Das Teil macht einen soliden Eindruck, steht mit seinen 4 Kg sicher und ist (ohne Bissanzeiger/Rutenauflagen) in sage und schreibe 1,5 Min (mit auspacken) aufgebaut!

Was ich gemacht habe ist das ich die Schrauben mit WD40 etwas geölt habe welche die Buzzerbars festklemmen, nun kann ich sie mit dem kleinen Finger drehen.
Sollte etwas anfangen zu rosten, was einige hier angeben so werde ich das komplette Teil mal mit Sprühöl abwischen.

Ich denke für die 89€ die ich für das Teil bezahlt habe bekommt man ein super Pod mit Tasche, vielleicht kein Profi-Karpfen Pod aber ein günstiges welches sich schnell aufbauen lässt, sicher steht und flexibel einsetzen lässt!

Für den Kanal/Baggersee/Forellensee ist es in meinen Augen das ideale Pod!

MfG#6


----------



## lorenz1980 (24. Juni 2010)

*AW: sänger anaconda quick pod*

Sagt mal, hab mir das gerade bestellt und wundere mich ein wenig. kann man den oberen Teil nicht drehen oder einfach nur mit viel Kraftaufwand...

Bin mir nicht sicher, ob ich das QuickPod behalten soll oder auf ein Metallic Poc (http://www.balzer.de/products.php?pid=2058&cid=5) umsteigen soll :-/

QuickPod: mit 4kg leichter, gut gepolsterte Tasche, Ablagen für bis zu 5 Ruten; jedoch bin ich kritisch bei den Drehverschluss-Banksticks und ich bin nicht sicher, ob man den "Kopf" drehen kann...

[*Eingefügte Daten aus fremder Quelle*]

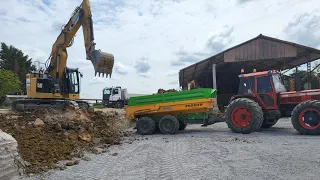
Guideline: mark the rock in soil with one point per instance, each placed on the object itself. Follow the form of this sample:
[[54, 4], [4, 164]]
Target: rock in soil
[[63, 134]]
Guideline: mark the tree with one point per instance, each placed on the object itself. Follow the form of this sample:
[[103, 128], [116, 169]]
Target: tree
[[16, 61], [9, 83], [314, 79]]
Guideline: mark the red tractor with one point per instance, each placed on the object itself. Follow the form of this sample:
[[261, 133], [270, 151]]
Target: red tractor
[[262, 100]]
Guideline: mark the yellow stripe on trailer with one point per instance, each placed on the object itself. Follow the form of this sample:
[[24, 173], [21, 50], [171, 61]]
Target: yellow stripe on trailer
[[184, 107]]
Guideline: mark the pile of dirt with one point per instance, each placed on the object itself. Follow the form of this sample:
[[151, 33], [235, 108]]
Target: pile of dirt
[[46, 137], [161, 91]]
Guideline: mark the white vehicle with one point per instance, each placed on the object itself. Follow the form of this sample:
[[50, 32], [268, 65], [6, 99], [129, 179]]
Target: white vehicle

Metallic Pod: 60€ teurer, dafür als Rod-, High- und Tri-Pod nutzbar - aber auch 0,5kg schwerer..


----------



## blackcarp (25. Juni 2010)

*AW: sänger anaconda quick pod*

Hello,
also da ich ja kein freund von dreibeinen bin und schon garnicht von Anaconda pods......
also die sind wirklich nicht das ware. Zwar für den preis ok aber
ich würde doch ein wenig drauflegen und ein wenig qualität kaufen.
und wenn man seinem pod wirklich mal das abverlangt was es können soll dann steht anaconda wirklich nicht gerade dafür.
klar wenn ich nur auf teichen angle und immer alles schön wiese ist und ich nicht im wasser aufbauen muss oder auf unwegsamen geände etc..... dann tuts auch ein anaconda pod#6


----------